Ada komitmen untuk mempromosikan pembangunan ramah lingkungan, jaringan pakar, dan dialog industri panel surya. Xi juga menguraikan rencana kerja sama ilmiah internasional dan inisiatif untuk mempromosikan penelitian kecerdasan buatan dan meningkatkan tata kelola kecerdasan buatan global.
China juga akan mendorong pertukaran budaya antarmasyarakat, meningkatkan tata kelola BRI, dan mekanisme kerja sama internasional. Ada juga serangkaian janji untuk lebih meningkatkan jaringan transportasi dan logistik di seluruh Eurasia. Komitmen Xi termasuk mempercepat pengembangan jalur kereta China-Eropa, mengintegrasikan pelabuhan, pelayaran, dan layanan perdagangan dalam Jalur Sutra Maritim dan percepatan pengembangan Koridor Perdagangan Darat-Laut Internasional Baru dan Jalur Sutra Udara.
Baca juga: Arah Kebijakan Cina dan Peluang bagi Indonesia
Guru Besar Emeritus di Universitas Sains dan Teknologi Hong Kong Barry Sautman mengatakan, sebenarnya kemajuan China bergantung pada perkembangan perekonomian dunia, khususnya negara-negara berkembang. Itu berarti China akan berusaha memacu pembangunan di negara-negara dengan beragam sistem politik dan posisi internasional.

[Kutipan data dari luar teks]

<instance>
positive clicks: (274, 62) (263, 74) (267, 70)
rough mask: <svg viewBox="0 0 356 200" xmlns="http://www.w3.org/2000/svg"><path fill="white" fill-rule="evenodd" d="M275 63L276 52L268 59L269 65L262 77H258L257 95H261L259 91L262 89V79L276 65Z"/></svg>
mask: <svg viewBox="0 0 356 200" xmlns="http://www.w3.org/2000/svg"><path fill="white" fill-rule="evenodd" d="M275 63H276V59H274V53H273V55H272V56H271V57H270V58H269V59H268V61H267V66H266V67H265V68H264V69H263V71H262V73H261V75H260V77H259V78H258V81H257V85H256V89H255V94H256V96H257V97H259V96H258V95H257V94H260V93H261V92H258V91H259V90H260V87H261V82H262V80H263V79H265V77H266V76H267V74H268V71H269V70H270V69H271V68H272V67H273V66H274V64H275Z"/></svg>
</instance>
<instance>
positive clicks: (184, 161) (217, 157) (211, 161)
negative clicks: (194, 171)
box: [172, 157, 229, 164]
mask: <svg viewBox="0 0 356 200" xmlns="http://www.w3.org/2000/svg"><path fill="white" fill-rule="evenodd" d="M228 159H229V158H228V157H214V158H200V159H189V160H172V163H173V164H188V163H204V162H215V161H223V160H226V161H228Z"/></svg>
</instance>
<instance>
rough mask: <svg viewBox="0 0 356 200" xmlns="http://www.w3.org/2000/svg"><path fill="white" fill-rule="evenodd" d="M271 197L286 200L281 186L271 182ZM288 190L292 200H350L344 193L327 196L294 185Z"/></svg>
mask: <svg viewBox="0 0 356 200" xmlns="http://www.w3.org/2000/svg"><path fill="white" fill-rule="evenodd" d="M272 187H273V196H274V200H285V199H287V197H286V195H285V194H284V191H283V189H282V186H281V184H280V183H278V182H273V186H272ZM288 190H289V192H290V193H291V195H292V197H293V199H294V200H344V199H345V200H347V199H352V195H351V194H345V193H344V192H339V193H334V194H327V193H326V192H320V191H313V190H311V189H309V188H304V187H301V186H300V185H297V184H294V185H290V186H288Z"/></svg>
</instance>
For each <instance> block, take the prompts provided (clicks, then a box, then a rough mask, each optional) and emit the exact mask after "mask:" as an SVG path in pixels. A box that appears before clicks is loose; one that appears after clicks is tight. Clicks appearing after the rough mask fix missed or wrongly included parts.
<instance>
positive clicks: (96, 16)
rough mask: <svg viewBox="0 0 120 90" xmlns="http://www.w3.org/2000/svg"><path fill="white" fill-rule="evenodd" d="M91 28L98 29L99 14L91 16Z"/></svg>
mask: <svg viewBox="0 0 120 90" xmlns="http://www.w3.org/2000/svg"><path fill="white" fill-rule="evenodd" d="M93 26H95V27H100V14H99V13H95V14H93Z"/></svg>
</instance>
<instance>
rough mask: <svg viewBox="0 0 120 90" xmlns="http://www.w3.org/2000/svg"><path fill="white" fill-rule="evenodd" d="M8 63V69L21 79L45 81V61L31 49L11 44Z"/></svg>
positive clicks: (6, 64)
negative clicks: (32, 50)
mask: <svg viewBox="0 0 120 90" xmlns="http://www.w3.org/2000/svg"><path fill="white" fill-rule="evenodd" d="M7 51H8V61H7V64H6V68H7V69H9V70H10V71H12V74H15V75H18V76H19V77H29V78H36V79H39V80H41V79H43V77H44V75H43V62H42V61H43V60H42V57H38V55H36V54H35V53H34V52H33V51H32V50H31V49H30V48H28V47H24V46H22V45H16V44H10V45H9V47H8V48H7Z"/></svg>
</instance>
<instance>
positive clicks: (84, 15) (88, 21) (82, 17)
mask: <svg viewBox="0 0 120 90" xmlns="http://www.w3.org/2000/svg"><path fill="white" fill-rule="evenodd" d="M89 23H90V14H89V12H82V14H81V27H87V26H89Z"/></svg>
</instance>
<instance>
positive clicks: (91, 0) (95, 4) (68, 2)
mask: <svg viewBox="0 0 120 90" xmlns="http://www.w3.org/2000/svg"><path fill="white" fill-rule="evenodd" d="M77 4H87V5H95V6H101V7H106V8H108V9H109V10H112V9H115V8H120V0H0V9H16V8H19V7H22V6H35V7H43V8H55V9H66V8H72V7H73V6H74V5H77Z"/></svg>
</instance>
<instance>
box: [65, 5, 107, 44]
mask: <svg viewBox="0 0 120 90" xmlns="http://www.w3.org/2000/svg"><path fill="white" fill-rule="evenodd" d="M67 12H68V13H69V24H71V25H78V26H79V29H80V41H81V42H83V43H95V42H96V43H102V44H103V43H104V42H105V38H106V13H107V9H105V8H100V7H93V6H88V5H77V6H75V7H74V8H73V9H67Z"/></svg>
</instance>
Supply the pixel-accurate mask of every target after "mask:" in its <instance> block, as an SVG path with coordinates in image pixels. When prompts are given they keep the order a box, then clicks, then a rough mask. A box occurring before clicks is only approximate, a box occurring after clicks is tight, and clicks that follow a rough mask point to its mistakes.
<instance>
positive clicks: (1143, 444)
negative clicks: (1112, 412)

Makna dari pengumuman pendanaan Xi itu adalah China memenuhi janji dukungan bantuan pembangunan untuk negara-negara berkembang.
China percaya diri BRI akan terus berjalan meski ada tantangan baru dari AS dan UE. Dengan lebih dari 200 perjanjian kerja sama yang tersebar di 150 negara dan 30 organisasi internasional, nilai kumulatif impor dan ekspor antara China dan negara mitra telah mencapai 19,1 triliun dolar AS, dengan tingkat pertumbuhan tahunan rata-rata 6,4 persen dari tahun 2013-2022.
Pada forum tahun ini juga tercapai 458 hasil kerja sama. Banyaknya hasil kerja sama yang tercapai, kata Wang, menunjukkan daya tarik BRI dan pengaruh globalnya. Sebanyak 25 presiden, wakil presiden, dan perdana menteri ikut hadir bersama sedikitnya 10.000 delegasi dari 151 negara dan 41 organisasi internasional ikut hadir. Belum lagi 4.000 wartawan lokal dan asing yang diundang untuk meliput BRF.
”Siapa yang bisa membangun lebih banyak jalan, kereta api, dan jembatan untuk negara-negara berkembang? Siapa yang bisa membangun lebih banyak sekolah, rumah sakit, dan stadion untuk masyarakat di negara-negara berpenghasilan rendah? China yakin bisa melakukannya,” tegas Wang.